A Life Changed by Survival
Sarah Wynn-Williams grew up in New Zealand and learned early that survival could depend on refusing to wait for help. At thirteen, she was attacked by a shark while swimming at a remote beach. The injury was far worse than anyone first understood, and she spent a long night slipping toward death as internal damage turned into sepsis. When she finally got emergency treatment and woke from a coma, she held on to one lasting conclusion: she had saved herself by insisting something was terribly wrong.
That experience shaped the way she moved through the world afterward. She became bolder, less willing to accept limits, and drawn to places where power and consequence met. Her career began in traditional diplomacy, working for New Zealand at the United Nations on environmental issues. But the slow pace of bureaucracy wore her down, especially when endless meetings seemed to produce almost nothing.
A sharper lesson arrived when she saw how cultural influence could move people more effectively than official policy. A colleague remarked that Finding Nemo had probably done more for ocean awareness than years of negotiation at the UN. That stuck with her. She began looking for a place where ideas, technology, and public life collided much more directly.

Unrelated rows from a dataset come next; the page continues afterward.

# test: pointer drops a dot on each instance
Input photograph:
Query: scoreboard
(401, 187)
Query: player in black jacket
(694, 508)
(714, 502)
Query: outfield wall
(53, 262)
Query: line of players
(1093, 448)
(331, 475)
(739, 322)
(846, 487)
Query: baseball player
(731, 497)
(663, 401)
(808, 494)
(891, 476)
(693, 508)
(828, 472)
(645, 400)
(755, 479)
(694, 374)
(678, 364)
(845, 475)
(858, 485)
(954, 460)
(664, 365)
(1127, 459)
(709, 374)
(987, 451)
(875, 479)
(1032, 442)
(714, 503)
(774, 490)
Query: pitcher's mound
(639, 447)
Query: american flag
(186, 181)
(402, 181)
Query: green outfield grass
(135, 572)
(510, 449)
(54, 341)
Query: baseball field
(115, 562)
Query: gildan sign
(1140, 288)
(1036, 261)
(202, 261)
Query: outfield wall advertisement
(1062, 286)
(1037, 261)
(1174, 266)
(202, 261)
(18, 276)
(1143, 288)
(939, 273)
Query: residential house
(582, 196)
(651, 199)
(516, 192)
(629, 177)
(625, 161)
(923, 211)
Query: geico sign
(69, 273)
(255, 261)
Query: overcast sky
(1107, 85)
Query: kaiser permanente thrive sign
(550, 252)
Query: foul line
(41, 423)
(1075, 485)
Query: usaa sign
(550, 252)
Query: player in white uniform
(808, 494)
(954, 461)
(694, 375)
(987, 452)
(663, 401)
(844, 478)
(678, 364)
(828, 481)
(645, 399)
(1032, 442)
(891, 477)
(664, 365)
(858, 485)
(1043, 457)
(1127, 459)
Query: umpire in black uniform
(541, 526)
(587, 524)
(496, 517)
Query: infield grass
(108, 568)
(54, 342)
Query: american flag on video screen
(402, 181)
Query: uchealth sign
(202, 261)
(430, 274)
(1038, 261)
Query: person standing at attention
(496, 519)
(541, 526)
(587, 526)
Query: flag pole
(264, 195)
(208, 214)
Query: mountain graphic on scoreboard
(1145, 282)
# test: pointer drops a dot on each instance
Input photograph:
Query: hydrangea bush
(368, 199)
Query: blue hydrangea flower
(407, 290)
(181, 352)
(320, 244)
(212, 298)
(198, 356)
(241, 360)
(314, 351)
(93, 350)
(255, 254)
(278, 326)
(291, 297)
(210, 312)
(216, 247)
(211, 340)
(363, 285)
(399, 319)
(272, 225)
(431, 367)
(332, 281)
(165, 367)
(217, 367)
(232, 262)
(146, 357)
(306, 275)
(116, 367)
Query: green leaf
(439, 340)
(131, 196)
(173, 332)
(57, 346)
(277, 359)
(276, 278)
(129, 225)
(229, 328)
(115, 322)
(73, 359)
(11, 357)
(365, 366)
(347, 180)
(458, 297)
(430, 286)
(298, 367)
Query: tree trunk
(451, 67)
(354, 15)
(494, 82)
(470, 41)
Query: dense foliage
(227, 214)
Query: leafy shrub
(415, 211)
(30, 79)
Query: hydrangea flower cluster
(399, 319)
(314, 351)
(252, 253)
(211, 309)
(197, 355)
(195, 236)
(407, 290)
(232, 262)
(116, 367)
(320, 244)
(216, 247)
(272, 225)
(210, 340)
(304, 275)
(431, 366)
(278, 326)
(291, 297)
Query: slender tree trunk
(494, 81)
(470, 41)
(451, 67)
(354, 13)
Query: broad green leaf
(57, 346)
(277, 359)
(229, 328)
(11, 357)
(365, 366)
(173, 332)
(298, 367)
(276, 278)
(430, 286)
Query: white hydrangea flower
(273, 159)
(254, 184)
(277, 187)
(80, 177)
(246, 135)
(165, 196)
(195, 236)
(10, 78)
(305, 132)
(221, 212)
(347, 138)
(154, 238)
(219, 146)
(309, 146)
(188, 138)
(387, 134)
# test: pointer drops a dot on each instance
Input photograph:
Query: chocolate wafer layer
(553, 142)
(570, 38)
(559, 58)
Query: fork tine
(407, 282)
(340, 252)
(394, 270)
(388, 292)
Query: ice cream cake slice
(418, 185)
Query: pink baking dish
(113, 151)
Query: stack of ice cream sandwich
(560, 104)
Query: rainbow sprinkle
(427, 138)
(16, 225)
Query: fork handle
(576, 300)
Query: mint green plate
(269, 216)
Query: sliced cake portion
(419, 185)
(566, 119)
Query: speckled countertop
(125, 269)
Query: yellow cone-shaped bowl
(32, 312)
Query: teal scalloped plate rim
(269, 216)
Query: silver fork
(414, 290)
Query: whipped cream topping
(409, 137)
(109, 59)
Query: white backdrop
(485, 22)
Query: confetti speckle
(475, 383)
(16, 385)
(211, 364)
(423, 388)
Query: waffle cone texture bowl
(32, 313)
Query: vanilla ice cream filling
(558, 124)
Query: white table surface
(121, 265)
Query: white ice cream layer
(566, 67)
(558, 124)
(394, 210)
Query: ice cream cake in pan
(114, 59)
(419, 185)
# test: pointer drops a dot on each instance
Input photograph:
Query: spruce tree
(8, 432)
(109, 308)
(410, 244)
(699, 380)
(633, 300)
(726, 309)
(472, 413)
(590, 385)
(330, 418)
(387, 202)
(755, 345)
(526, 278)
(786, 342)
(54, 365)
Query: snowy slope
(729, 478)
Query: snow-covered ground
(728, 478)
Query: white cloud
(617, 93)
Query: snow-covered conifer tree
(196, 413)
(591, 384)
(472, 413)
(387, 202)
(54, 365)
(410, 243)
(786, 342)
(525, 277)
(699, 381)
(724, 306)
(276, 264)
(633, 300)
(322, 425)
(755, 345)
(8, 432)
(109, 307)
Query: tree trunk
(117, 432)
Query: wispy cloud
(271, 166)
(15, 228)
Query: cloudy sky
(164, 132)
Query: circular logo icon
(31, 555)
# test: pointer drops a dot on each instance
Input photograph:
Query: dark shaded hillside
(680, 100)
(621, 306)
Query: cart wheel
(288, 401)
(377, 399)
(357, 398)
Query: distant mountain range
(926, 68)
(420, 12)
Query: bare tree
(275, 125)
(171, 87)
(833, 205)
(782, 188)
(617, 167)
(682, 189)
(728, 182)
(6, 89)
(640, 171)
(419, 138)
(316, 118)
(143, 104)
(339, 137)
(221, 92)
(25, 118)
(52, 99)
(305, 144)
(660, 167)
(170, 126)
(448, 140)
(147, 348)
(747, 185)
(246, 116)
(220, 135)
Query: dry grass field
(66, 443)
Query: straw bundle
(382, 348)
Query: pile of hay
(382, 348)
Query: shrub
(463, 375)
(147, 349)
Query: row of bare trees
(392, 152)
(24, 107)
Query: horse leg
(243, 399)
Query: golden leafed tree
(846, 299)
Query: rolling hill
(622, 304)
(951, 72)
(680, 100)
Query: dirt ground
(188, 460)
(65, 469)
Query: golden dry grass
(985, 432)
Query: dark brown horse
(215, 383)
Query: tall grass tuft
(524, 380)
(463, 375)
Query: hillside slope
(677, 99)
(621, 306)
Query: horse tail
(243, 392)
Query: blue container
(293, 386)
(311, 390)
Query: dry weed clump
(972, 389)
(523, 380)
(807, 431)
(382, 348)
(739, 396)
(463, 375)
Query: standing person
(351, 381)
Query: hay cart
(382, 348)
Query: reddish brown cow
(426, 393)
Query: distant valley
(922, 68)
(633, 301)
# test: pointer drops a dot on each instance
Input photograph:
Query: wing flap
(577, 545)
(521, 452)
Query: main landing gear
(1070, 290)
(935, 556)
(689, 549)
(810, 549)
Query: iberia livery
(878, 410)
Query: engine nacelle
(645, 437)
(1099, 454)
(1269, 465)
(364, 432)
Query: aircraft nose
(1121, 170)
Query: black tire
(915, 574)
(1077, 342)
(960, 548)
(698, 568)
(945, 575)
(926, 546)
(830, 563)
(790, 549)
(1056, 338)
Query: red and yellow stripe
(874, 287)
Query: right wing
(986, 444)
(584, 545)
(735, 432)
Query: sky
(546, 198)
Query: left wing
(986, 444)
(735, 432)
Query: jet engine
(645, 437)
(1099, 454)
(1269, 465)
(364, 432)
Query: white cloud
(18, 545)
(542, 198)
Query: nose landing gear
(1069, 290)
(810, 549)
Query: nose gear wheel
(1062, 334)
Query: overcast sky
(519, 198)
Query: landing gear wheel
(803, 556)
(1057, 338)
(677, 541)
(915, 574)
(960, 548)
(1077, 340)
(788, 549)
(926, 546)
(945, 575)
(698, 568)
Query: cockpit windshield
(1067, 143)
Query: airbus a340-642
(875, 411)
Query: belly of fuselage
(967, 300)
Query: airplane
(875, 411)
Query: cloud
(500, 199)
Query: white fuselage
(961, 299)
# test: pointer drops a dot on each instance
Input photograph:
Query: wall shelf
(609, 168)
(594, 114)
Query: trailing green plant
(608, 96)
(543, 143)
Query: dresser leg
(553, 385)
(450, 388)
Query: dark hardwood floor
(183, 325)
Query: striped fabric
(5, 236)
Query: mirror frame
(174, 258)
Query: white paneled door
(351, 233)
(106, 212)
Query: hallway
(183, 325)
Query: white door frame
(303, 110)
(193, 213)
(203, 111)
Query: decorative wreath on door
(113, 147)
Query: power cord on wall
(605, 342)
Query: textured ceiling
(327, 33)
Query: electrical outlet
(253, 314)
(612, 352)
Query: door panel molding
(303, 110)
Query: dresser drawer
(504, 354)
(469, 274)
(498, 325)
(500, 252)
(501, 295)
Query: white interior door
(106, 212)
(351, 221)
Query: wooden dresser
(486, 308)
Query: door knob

By 2009, she had become convinced that Facebook was no longer just a college social network. It was becoming a new center of power, one that gathered human attention, personal data, and political influence at a scale governments had barely started to grasp. She believed a struggle was coming between states and tech companies over who would shape public life, and she wanted to be inside that fight rather than watching it from the outside.